Another offshoot of Chlamydia trachomatis is lymphogranuloma venereum. This disease affects the lymphatic tissue. Many people in tropical regions are affected by this disease. However, lymphogranuloma venereum is rare in the United States.


There is a close association between Chlamydia trachomatis and various STDs (sexually transmitted diseases) including AIDS. Chlamydia trachomatis is usually transmitted through sexual intercourse with those affected. In the US, three million people die each year from STD cases caused by Chlamydia trachomatis. These include, above all, NGU (nongonococcal urethritis). NGU is a urinary tract infection.


The sex-transmitted form of Chlamydia trachomatis can affect both sexes. The most common symptoms of Chlamydia trachomatis (sexually transmitted) are pain and watery discharge when urinating. Women can also have vaginal infections, as well as swelling of the ovaries, fallopian tubes, uterus, and cervix. Genital pain, abdominal pain, fever, and vaginal discharge may occur.
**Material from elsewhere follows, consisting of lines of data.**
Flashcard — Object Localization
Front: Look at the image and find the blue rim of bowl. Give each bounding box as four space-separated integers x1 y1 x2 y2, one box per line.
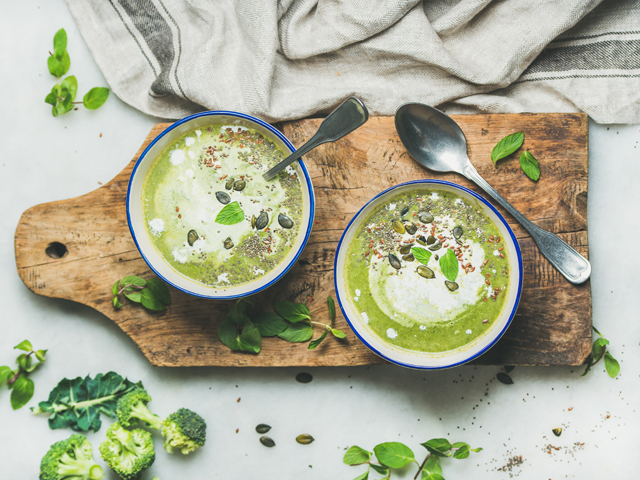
333 179 523 370
127 110 315 300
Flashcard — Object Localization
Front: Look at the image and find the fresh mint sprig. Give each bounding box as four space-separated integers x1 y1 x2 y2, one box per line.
111 275 171 312
342 438 482 480
44 28 109 117
0 340 47 410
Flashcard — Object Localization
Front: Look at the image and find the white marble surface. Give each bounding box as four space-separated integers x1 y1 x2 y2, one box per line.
0 1 640 480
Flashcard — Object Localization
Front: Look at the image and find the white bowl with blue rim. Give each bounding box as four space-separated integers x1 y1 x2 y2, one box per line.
334 180 523 370
127 110 315 300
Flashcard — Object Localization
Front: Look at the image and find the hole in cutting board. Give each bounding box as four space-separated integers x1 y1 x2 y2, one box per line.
44 242 69 258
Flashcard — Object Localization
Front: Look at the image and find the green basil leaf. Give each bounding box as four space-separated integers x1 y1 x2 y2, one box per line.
604 352 620 378
124 290 142 303
278 322 313 342
491 132 524 165
60 75 78 102
411 247 431 265
370 463 389 475
53 28 67 58
453 445 469 459
82 87 109 110
147 278 171 305
327 297 336 324
13 340 33 352
520 150 540 182
251 312 287 337
342 445 371 465
422 455 442 478
373 442 415 468
309 328 329 350
274 302 311 323
438 249 458 282
140 288 167 312
238 321 262 353
31 372 143 432
217 316 240 350
11 375 34 410
216 202 244 225
331 328 347 338
420 438 451 457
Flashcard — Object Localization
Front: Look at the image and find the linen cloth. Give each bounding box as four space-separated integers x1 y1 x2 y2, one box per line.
67 0 640 123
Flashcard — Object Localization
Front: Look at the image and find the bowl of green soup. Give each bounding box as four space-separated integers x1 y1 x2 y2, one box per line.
127 111 314 299
334 180 522 369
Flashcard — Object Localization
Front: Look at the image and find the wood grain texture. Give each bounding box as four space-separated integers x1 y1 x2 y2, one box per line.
15 114 591 366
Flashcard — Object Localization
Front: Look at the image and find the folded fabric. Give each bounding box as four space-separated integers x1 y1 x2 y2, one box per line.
67 0 640 123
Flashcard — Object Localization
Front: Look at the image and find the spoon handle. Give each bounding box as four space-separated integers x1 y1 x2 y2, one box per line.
463 165 591 285
262 97 369 181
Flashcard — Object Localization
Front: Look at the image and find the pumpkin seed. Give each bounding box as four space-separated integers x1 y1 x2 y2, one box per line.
296 433 315 445
416 265 436 278
256 212 269 230
418 212 434 223
260 435 276 448
404 222 418 235
256 423 271 433
393 220 404 235
389 253 402 270
216 192 231 205
187 230 200 247
444 280 460 292
278 213 293 228
296 372 313 383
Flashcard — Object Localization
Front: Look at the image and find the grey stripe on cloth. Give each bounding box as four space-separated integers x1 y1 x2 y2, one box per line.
67 0 640 123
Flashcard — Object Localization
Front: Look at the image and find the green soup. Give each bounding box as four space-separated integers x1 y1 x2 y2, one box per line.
142 125 303 287
346 189 509 353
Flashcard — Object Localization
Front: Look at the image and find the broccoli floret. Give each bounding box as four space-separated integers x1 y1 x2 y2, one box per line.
40 434 104 480
161 408 207 455
100 422 156 480
116 388 162 430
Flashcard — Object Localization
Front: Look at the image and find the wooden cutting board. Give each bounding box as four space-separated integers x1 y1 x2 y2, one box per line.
15 114 591 366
Remarkably, up to 70 percent of women suffering from Chlamydia trachomatis infections have no symptoms. So the condition goes untreated. Eventually, Chlamydia trachomatis degenerates into serious diseases: these can include infertility, ectopic pregnancy and pelvic inflammatory disease.


Chlamydia pneumoniae affects the upper respiratory tract. Chlamydia pneumoniae infections can also affect bronchitis, pneumonitis and pharyngitis. Chlamydia pneumoniae is a contagious disease caused by the Chlamydia group of bacteria. Chlamydia pneumoniae can also lead to heart attacks and coronary artery disease.
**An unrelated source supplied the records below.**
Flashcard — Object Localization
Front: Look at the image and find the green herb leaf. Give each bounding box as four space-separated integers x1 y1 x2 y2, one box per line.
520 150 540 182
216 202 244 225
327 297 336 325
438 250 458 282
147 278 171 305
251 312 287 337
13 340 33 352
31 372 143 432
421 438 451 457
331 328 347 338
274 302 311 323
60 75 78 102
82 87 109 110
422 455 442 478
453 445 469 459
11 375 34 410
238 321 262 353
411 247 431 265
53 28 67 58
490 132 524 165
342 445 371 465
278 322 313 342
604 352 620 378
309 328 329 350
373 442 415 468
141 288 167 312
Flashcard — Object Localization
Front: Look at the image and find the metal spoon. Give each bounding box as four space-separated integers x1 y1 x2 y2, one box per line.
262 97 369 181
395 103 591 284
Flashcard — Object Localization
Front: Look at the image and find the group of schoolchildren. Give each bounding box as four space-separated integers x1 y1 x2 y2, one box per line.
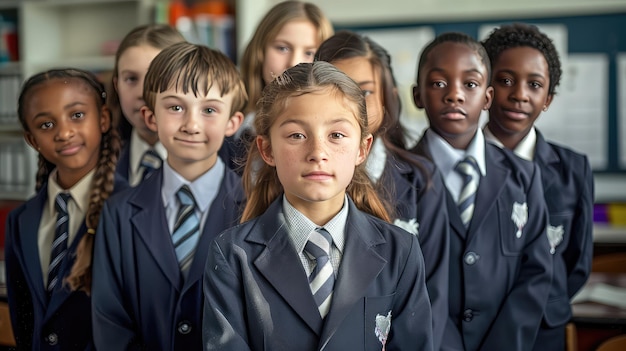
5 1 593 351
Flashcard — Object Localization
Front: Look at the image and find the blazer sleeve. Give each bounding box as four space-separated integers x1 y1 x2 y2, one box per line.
202 238 250 351
417 170 448 350
385 232 433 351
480 164 553 351
91 202 141 350
564 156 594 298
4 215 34 350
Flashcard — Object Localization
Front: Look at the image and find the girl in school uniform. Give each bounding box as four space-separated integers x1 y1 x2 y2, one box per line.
220 1 333 173
316 31 449 349
484 23 593 351
5 69 125 350
203 61 432 351
110 24 185 186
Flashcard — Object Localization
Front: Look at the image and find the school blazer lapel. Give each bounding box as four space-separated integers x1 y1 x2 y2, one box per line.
128 169 182 290
535 131 560 193
468 144 510 240
251 201 323 335
19 190 48 306
320 199 387 349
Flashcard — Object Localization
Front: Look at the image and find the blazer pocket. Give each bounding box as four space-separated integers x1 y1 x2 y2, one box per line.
363 292 396 350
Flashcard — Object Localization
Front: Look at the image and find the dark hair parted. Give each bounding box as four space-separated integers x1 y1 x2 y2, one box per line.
315 30 430 209
483 23 563 95
108 24 185 140
417 32 491 85
241 1 334 113
17 68 121 294
242 61 390 222
143 42 248 116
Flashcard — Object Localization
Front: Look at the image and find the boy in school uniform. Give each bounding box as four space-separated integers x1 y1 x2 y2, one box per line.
92 43 247 350
413 33 552 351
484 23 593 351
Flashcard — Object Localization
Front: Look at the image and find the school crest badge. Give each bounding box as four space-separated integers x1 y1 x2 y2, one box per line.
511 202 528 239
374 310 391 351
548 225 564 255
393 218 420 236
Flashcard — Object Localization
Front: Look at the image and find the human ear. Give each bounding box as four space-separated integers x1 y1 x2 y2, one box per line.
483 85 493 111
256 135 276 167
224 111 244 136
141 106 158 133
356 134 374 166
413 85 424 109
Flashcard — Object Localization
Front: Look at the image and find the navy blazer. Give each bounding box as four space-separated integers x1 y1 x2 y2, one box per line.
203 197 432 351
413 138 552 351
534 131 594 349
92 169 244 350
5 177 128 351
378 153 450 350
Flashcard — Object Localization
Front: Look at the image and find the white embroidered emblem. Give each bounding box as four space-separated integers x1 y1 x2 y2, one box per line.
511 202 528 239
548 225 565 255
374 311 391 351
393 218 420 236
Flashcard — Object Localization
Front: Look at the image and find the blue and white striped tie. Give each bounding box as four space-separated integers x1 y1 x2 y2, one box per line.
140 149 163 179
304 228 335 318
47 193 71 294
455 156 480 228
172 185 200 274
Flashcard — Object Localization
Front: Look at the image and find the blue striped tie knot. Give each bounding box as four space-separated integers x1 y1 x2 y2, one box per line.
139 149 163 179
455 156 480 228
304 228 335 318
172 185 200 273
46 193 72 294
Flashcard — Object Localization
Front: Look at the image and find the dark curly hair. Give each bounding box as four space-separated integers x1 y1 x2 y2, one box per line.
483 23 563 95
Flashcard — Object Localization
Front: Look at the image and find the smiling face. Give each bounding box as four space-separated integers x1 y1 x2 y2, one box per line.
113 45 161 145
263 20 319 84
142 85 243 181
257 88 371 218
413 42 493 149
332 57 383 134
24 79 111 189
489 46 552 148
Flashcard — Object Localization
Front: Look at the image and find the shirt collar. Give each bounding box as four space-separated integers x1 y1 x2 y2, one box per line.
424 128 487 177
483 125 537 161
161 157 226 212
283 195 348 253
48 168 96 213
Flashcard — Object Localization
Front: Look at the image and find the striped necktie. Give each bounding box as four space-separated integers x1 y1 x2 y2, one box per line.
139 149 163 179
172 185 200 275
47 193 71 294
304 228 335 318
455 156 480 228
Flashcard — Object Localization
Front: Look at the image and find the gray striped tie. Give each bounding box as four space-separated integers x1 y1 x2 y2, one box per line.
172 185 200 275
304 228 335 318
47 193 71 294
455 156 480 228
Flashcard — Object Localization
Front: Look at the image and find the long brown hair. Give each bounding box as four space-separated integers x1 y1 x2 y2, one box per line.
242 61 390 222
241 1 333 114
17 68 121 294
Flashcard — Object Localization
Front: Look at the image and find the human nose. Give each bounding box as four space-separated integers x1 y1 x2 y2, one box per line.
445 84 465 104
308 137 328 162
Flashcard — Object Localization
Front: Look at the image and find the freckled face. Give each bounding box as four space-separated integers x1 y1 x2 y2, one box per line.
263 20 320 84
257 88 371 213
413 42 493 148
24 79 111 188
489 46 552 140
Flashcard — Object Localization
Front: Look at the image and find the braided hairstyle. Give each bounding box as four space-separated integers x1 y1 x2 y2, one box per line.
17 68 121 294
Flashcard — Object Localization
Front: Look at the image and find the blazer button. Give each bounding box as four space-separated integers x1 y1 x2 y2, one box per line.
463 308 474 322
465 251 480 266
46 333 59 346
178 321 191 335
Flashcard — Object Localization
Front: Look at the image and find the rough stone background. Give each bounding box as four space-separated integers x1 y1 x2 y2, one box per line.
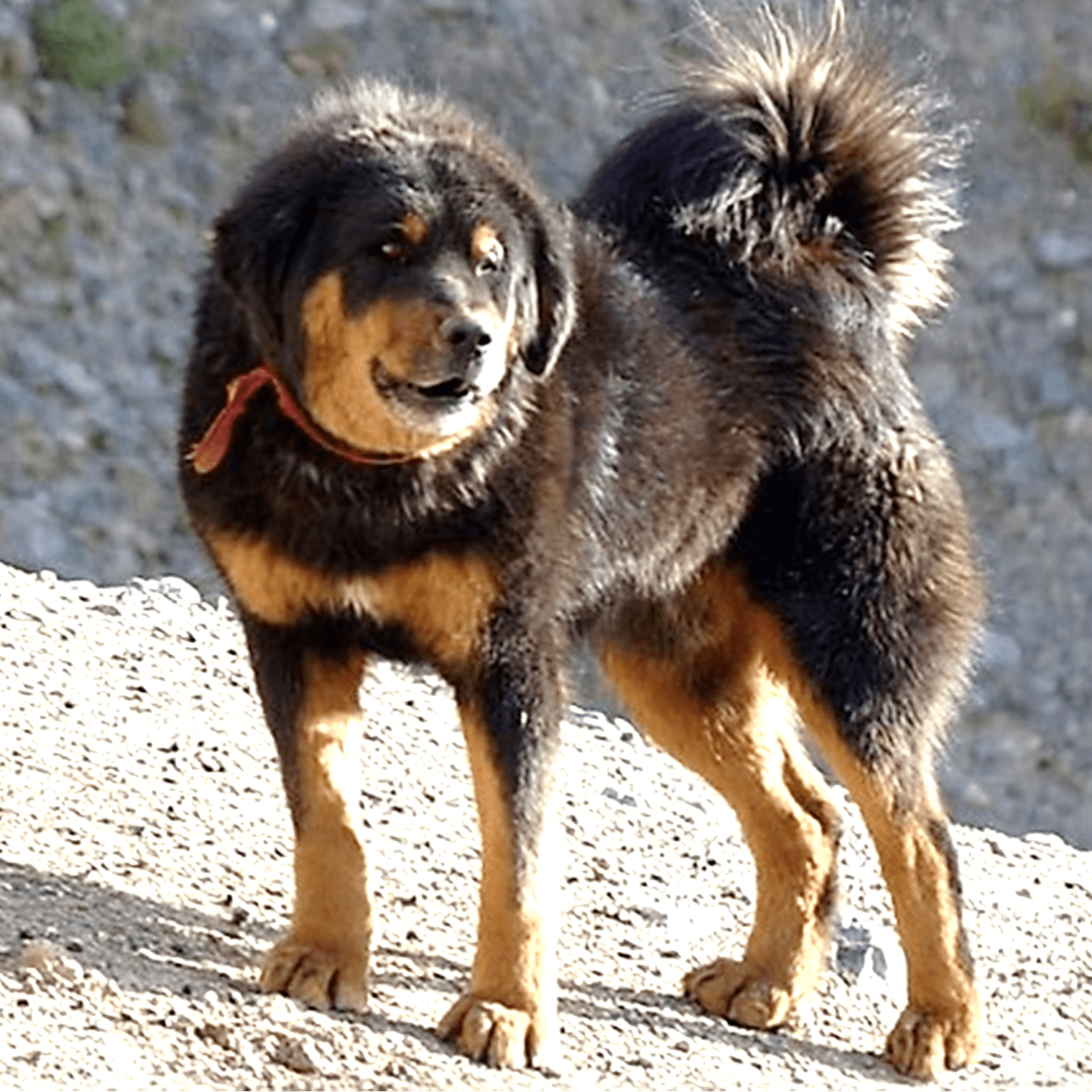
0 0 1092 846
0 564 1092 1092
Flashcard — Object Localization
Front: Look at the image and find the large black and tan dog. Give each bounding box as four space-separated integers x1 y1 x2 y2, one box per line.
180 4 983 1076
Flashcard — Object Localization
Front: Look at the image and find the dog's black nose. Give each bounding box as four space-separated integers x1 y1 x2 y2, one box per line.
440 316 492 354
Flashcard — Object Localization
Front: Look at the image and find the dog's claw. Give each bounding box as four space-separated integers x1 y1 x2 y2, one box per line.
885 1005 983 1080
436 994 561 1074
682 959 794 1028
260 938 368 1012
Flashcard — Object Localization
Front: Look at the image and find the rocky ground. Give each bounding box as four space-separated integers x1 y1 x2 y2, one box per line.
0 566 1092 1092
0 0 1092 846
0 0 1092 1092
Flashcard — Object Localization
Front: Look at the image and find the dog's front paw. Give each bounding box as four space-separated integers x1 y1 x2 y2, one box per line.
682 959 795 1027
261 935 368 1012
437 994 561 1074
885 998 984 1080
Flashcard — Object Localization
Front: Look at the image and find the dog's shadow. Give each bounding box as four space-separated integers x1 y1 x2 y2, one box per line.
0 859 908 1083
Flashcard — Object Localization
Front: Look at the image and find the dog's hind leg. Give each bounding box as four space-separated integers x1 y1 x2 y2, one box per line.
790 685 984 1079
601 569 840 1027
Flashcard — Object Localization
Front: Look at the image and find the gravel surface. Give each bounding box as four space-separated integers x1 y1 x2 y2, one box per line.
0 567 1092 1092
0 0 1092 1092
0 0 1092 847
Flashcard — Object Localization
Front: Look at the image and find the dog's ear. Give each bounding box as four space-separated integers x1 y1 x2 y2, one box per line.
212 171 316 359
519 207 577 376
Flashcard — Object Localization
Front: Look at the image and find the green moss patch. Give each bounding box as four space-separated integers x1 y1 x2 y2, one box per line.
31 0 129 91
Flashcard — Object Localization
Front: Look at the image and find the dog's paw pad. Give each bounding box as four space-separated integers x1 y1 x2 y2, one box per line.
261 939 368 1012
885 1005 983 1080
682 959 793 1027
437 994 558 1072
Anyone between the ages of five and 35 can be affected by Chlamydia pneumoniae. In fact, Chlamydia pneumoniae has been identified as the second leading cause of pneumonia in the United States. Chlamydia pneumoniae attacks are usually mild in nature. The symptoms of Chlamydia pneumoniae are fever and cough. Sometimes there may be more sputum production. Sputum is a mixture of different mucus and saliva. It arises from the respiratory tract.
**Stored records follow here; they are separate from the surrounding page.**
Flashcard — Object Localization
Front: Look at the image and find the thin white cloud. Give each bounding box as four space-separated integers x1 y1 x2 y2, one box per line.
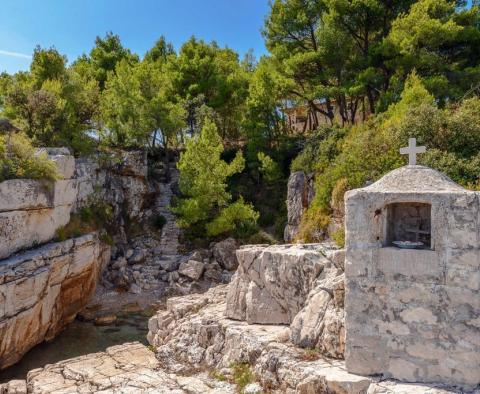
0 49 32 59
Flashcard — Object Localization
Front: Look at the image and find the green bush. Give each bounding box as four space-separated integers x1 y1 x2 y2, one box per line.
0 133 58 182
292 74 480 243
57 197 114 240
153 215 167 231
206 198 259 238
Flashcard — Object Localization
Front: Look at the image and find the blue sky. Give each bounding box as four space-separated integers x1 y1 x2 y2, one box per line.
0 0 268 73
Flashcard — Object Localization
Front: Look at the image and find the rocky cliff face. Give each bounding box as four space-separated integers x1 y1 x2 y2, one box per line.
0 233 110 369
0 149 77 259
283 171 315 242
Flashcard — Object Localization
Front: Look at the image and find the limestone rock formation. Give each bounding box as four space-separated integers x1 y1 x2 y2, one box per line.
0 149 77 259
74 151 149 219
178 260 205 280
5 342 236 394
225 244 345 358
0 233 110 369
283 171 315 242
345 165 480 389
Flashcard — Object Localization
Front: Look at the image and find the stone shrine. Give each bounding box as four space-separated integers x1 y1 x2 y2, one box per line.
345 159 480 387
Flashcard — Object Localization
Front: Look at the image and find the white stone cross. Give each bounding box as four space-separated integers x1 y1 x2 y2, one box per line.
400 138 427 166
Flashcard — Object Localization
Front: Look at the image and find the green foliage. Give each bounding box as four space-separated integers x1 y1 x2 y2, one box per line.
88 32 138 89
153 215 167 231
292 73 480 243
167 37 248 138
331 229 345 248
57 200 114 240
0 134 58 182
208 369 228 382
206 198 259 239
173 119 258 239
0 47 98 154
257 152 283 183
230 363 255 392
264 0 480 121
30 46 67 88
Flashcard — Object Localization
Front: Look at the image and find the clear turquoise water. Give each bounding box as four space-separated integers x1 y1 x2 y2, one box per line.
0 313 148 383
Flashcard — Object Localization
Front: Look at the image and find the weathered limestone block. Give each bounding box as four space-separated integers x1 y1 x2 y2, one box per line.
290 260 345 358
283 171 315 242
0 179 51 212
9 342 237 394
0 205 71 259
74 151 148 218
213 238 238 271
226 245 331 324
0 233 110 369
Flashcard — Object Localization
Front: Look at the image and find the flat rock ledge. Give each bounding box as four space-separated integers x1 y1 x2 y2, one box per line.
147 286 460 394
0 342 236 394
0 285 478 394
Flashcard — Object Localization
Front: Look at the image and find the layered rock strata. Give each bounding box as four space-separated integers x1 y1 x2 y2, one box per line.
0 149 77 259
0 233 110 369
283 171 315 242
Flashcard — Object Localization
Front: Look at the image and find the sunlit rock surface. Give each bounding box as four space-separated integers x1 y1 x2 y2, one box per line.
0 233 110 369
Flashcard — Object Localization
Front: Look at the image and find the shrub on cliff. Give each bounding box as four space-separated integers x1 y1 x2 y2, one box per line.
292 73 480 241
0 133 58 182
172 119 258 240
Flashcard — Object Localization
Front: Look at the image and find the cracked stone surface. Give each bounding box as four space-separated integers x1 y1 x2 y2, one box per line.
0 233 110 369
147 284 468 394
4 342 236 394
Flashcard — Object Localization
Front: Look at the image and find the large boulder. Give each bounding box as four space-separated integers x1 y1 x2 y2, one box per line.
226 245 330 324
178 260 205 280
283 171 315 242
213 238 238 271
The Chlamydia pneumoniae symptoms may not be very visible at first. Sometimes the Chlamydia pneumoniae signs can also indicate other forms of Chlamydia dysfunction. One type is the Chlamydia type of diseases caused by different strains of the Trachomatis species. Another serious form of chlamydia is caused by a strain of fly-borne Chlamydia trachomatis.


Antibiotics are very effective in treating chlamydia infections.

In order to diagnose a chlamydial infection, patients usually have to undergo various tests. This includes cell cultures, which rule out other diseases with similar symptoms. The other ailments with similar symptoms are candidiasis, trichomoniasis, herpes and gonorrhea. The modern method of diagnosing chlamydial infection is immunoassay blood tests. These tests pinpoint the specific antibody that the patient’s immune system may have made against a chlamydial infection.


The CDC (Centers for Disease Control and Prevention) recommends annual screening for chlamydia, especially for all sexually active women. Such regular screenings are a must for women under 20 and for women over 20. It is also mandatory for those women who have multiple sexual partners. To prevent reinfection, anyone who has had sexual relations with the affected individual must be treated for chlamydial infections, or STDs (sexually transmitted diseases). An important preventive measure is the latex condom during sexual intercourse. This step can prevent transmission of Chlamydia infection.